Granted, not all this loss is due to the deals alone. In one case, the company’s stock plummeted due to safety issues with its vaccine. And of course the markets are in a bit of slide on a whole (can you say Bear Sterns?). But you would hope that such big pharma deals would have meant something to investors. Longman sees several reasons why this is no longer the case.
Firstly, with its well-known pipeline failures pharma has lost its reputation of being able to spot the best products. Institutional investors now rely on their own teams of experts to do the due diligence and decide if a biotech company’s program has a chance to succeed and whether to invest.
Secondly, biotech investors today all dream of a big buck acquisition by pharma; selling off rights to lead products actually subtracts value from the company.
And finally, investors just aren’t as happy to hand over development control of a biotech’s products to Big Pharma. Pharma, in its notorious and risky quest for blockbusters, may only position the biotech’s compound to meet a major indication, ignoring the smaller ones it may have been approved for successfully. As Longan says: “No approval — no milestones, no royalties, no value in the biotech, no brass-ring M&A shot.”

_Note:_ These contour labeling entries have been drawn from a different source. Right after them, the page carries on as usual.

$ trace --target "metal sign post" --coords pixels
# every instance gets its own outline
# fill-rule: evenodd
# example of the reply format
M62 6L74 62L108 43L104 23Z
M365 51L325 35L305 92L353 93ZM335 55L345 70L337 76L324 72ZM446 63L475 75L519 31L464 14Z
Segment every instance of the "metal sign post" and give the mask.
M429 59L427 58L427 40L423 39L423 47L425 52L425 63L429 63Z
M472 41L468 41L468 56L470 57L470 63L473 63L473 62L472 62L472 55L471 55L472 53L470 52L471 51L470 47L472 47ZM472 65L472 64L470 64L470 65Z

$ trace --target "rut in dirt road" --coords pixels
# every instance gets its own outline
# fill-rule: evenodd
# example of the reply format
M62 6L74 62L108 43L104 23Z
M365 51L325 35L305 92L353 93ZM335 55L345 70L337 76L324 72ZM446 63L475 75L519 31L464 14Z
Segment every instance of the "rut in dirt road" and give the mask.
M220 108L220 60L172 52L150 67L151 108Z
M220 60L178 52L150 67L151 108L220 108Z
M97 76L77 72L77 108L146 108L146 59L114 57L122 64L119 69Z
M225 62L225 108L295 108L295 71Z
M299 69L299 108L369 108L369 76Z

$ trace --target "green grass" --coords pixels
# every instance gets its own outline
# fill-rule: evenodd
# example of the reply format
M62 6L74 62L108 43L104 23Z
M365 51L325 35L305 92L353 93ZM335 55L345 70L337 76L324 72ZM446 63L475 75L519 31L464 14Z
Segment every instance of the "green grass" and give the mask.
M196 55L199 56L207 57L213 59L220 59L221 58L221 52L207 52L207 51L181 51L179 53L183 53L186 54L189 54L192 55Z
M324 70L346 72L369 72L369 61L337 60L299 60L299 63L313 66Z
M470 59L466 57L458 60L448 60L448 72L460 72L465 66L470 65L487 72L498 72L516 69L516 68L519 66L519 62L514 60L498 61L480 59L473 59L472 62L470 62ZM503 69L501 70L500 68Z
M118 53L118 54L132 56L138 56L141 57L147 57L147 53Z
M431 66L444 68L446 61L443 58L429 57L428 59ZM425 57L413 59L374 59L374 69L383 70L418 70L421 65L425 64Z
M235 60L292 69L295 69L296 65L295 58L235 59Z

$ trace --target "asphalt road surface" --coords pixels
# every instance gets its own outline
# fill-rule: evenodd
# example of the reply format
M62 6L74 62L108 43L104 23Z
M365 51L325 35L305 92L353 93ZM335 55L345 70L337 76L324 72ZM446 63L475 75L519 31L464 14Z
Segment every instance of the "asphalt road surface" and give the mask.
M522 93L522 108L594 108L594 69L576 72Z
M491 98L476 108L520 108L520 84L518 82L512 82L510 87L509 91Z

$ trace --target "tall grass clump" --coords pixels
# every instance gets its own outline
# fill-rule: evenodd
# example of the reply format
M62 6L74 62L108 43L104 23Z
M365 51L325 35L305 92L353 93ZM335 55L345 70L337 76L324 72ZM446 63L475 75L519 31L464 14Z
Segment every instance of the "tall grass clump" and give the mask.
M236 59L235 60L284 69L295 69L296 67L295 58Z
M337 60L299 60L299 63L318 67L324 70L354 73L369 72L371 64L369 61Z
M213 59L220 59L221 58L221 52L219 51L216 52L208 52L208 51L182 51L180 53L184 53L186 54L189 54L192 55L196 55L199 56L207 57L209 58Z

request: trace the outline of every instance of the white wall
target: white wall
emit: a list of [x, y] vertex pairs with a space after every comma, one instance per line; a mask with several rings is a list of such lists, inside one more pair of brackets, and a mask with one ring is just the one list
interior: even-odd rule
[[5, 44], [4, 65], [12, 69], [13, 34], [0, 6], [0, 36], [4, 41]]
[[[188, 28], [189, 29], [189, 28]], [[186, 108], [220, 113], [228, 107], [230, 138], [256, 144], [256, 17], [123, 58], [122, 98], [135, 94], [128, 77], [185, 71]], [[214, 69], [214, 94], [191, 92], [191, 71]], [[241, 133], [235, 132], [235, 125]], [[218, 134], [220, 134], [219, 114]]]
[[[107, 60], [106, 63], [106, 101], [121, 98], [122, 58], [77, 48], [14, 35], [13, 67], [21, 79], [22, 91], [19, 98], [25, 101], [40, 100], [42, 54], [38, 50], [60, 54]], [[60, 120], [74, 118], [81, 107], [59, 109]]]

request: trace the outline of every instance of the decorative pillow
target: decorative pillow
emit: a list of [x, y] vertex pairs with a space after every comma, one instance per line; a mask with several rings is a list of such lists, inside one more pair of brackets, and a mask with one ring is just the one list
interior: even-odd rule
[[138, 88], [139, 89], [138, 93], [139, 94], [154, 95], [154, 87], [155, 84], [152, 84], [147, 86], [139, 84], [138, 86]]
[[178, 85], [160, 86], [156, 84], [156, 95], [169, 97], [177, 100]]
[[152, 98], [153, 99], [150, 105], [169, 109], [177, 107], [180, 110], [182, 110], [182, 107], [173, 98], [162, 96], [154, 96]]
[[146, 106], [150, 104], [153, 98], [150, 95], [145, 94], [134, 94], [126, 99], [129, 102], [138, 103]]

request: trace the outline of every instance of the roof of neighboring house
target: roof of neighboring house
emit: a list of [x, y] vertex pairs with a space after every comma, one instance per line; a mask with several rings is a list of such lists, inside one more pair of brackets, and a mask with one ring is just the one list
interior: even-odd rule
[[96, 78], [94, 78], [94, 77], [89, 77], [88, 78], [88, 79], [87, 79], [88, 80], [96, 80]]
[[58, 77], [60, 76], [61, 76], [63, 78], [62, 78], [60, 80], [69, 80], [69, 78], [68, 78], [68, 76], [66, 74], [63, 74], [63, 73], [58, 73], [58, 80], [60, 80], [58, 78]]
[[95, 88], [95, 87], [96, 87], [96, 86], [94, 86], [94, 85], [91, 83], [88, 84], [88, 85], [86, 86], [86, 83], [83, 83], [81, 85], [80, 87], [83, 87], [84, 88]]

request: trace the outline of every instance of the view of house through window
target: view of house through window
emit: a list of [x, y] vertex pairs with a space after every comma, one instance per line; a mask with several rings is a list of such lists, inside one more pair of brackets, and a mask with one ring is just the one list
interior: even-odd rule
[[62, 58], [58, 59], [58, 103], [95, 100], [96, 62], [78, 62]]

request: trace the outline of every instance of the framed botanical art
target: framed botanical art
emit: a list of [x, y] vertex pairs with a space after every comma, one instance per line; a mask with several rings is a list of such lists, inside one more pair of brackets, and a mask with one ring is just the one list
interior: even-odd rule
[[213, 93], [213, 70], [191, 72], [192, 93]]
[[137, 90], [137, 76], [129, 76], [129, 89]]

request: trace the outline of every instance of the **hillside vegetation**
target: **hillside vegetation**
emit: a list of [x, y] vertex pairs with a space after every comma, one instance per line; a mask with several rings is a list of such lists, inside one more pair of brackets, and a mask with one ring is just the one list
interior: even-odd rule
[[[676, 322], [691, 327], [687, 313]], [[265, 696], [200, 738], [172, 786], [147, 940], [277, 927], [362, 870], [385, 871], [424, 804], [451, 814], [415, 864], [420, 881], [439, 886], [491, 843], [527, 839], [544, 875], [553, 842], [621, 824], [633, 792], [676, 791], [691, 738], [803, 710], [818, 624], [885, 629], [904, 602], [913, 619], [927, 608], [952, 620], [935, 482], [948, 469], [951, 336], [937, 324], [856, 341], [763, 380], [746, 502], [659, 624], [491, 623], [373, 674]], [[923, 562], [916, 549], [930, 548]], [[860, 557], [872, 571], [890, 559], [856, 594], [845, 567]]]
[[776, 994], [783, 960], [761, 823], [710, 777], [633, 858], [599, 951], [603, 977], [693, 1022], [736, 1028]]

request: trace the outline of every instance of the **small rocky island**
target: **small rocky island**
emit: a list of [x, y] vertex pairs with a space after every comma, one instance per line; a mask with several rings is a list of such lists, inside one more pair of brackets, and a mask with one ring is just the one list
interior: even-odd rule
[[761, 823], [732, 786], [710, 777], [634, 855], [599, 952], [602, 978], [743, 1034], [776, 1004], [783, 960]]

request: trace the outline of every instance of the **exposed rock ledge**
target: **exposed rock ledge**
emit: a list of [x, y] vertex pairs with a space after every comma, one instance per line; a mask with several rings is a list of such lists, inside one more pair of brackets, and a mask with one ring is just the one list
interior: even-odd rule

Unfortunately, this last concern gives biotechs, such as Transition, little choice but to try to take a molecule all the way to market, facing the costly clinical trials and marketing challenges it is often less equipped to meet. This leaves us longing for the good old days when, by and large, biotechs were supposed be the research engines that got a molecule passed proof of concept and Big Pharma swept in and took over the costly development and marketing.
Oh, hold on, that was barely six months ago. Wait a few months and another paradigm is bound to emerge!